### NFI Cumulative Distribution Function plots and statistics for the Glacier Bay VQOR
These for GLBARENDU2011, GLBAMCLEOD2011 (re-analyzed from original [Lynch E. 2012. *Glacier Bay National Park and Preserve: Acoustical Monitoring 2011*](https://irma.nps.gov/DataStore/Reference/Profile/2268564)), and subsequent monitoring GLBARENDU2021, GLBAMCLEOD2021. <br>

In [None]:
import numpy as np
import pandas as pd
import matplotlib.pyplot as plt
import geopandas as gpd
import os

# general NSNSD acoustical tools
import sys
sys.path.append(r"C:\Users\DBetchkal\PythonScripts\3_GITHUB_REPOSITORIES\iyore")
sys.path.append(r"C:\Users\DBetchkal\PythonScripts\3_GITHUB_REPOSITORIES\soundDB")
sys.path.append(r"C:\Users\DBetchkal\PythonScripts\3_GITHUB_REPOSITORIES\derivedDataFunctions")
sys.path.append(r"C:\Users\DBetchkal\PythonScripts\3_GITHUB_REPOSITORIES\GLBA-vesselAcoustics")
import iyore
from soundDB import *
from derivedDataFunctions import *
from merge_SRCID import *
from AIS_utilities import contiguous_regions


def VOQR_cumulative_histogram_nfi(ds, unit, site, year):
    
    '''
    Analyze spectrogram annotations for a site to make a CDF plot.
    Work under conditions of the GLBA Vessel Operating and Quota Requirements plan.
    '''

    src = srcid(ds, unit=unit, site=site, year=year).combine()
    src_m = merge_SRCID(src) # merging is important because vessels often span multiple hours

    # extract only vessel events; a condition of the VQoR
    # in this analysis: 
    #     AIS-derived vessels use a 4-character srcID mapped to MMSI (e.g., '0.702')
    #     other vessels have the conventional srcID (i.e., '3.0')
    vessel_events = src_m.loc[(src_m.srcID == 3)|(src_m.srcID.astype('str').str.len() == 5), :].copy()

    # they must be sorted
    vessel_events.sort_index(inplace=True)
    

    # this is by far more straightforward 
    NFIlst = vessel_events.index.to_series().diff()
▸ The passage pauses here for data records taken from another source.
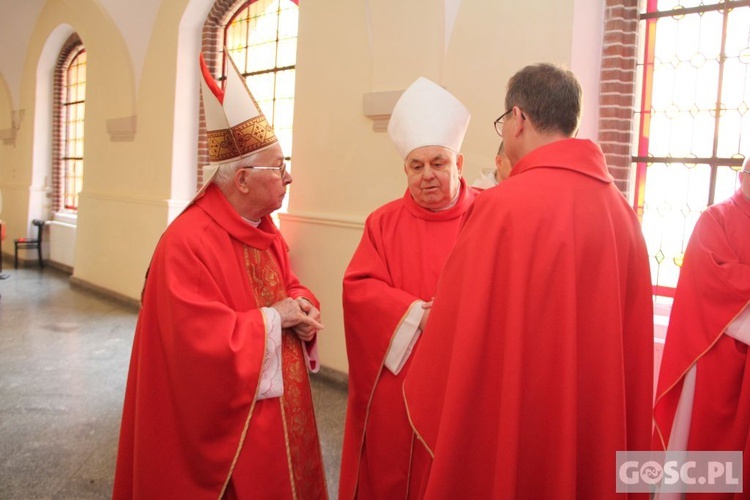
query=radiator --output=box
[49,220,76,268]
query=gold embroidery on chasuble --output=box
[245,246,327,500]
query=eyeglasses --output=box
[495,108,513,137]
[240,162,286,179]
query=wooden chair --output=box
[13,219,46,269]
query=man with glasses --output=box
[339,78,478,499]
[654,159,750,491]
[113,51,327,499]
[404,64,653,498]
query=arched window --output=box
[52,35,86,212]
[633,0,750,296]
[222,0,299,162]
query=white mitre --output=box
[388,77,471,160]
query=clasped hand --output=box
[271,297,324,342]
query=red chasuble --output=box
[339,179,478,499]
[404,139,653,500]
[114,185,326,500]
[654,191,750,476]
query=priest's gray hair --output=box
[505,63,583,137]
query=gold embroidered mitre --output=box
[200,54,279,165]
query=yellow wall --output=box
[0,0,600,372]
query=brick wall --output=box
[599,0,638,196]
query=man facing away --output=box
[114,51,327,500]
[653,159,750,492]
[471,141,513,189]
[339,78,478,499]
[404,64,653,499]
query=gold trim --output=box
[401,384,435,460]
[219,245,268,500]
[279,390,297,500]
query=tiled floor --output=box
[0,261,346,500]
    # we only want non-negative intervals
    out = pd.Series(np.array([m for m in NFIlst[NFIlst > "00:00:00"]]))

    
    # compute noise-free intervals between all events
    nfis = NFI_list(vessel_events, unit="hours")
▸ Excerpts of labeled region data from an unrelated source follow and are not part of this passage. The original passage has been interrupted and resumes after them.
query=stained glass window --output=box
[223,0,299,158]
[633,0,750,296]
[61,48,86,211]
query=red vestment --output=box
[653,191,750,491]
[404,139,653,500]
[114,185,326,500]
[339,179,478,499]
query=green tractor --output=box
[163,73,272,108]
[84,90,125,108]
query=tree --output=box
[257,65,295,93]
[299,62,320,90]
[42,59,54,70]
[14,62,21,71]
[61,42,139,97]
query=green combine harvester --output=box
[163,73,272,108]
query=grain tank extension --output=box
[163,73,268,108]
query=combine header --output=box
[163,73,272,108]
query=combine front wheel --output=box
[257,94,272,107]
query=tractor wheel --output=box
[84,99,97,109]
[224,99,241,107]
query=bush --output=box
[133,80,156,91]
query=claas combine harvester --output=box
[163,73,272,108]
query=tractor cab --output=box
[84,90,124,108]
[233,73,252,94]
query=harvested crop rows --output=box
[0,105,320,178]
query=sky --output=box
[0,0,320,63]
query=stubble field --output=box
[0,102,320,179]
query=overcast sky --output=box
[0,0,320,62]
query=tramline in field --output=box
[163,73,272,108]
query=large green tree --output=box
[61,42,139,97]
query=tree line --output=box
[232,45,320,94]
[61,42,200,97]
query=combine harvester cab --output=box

    # for comparing sites a constant number of bins is required; let's use 100
    val, base = np.histogram(nfis, bins=np.logspace(-2,2, 200))

    #evaluate the cumulative
    cumu = np.cumsum(val)/max(np.cumsum(val))
    
    # compute time audible as a percentage of the overall record
    # note: this computation assumes partial days have been separated at the archive level
    TA_p = 100*src_m.loc[:, "len"].sum().total_seconds()/(3600*len([e for e in ds.nvspl(unit=u, site=s, year=y)]))
    
    print("80th = {0:.1f} hours".format(np.percentile(nfis, 80)),
          "70th = {0:.1f} hours".format(np.percentile(nfis, 70)),
          "mean = {0:.1f} hours".format(np.mean(nfis)),
          "50th = {0:.1f} hours".format(np.percentile(nfis, 50)),
          "\n\n")
    
    return base, cumu, TA_p, metrics

def VOQR_cumulative_histogram_sel(ds, unit, site, year):
    
    '''
    Analyze spectrogram annotations for a site to make a CDF plot.
    Work under conditions of the GLBA Vessel Operating and Quota Requirements plan.
    '''

    src = srcid(ds, unit=unit, site=site, year=year).combine()
    src = src[~src.index.duplicated(keep='first')]
    src_m = merge_SRCID(src) # merging is important because vessels often span multiple hours

    # extract only vessel events; a condition of the VQoR
    # in this analysis: 
    #     AIS-derived vessels use a 4-character srcID mapped to MMSI (e.g., '0.702')
    #     other vessels have the conventional srcID (i.e., '3.0')
    vessel_events = src_m.loc[(src_m.srcID == 3)|(src_m.srcID.astype('str').str.len() == 5), :].copy()

    # they must be sorted
    vessel_events.sort_index(inplace=True)
    
    sels = [float(val) for val in vessel_events['SELt'].values]
    
    # for comparing sites a constant number of bins is required; let's use 100
    val, base = np.histogram(sels, bins=np.linspace(20, 130, 200))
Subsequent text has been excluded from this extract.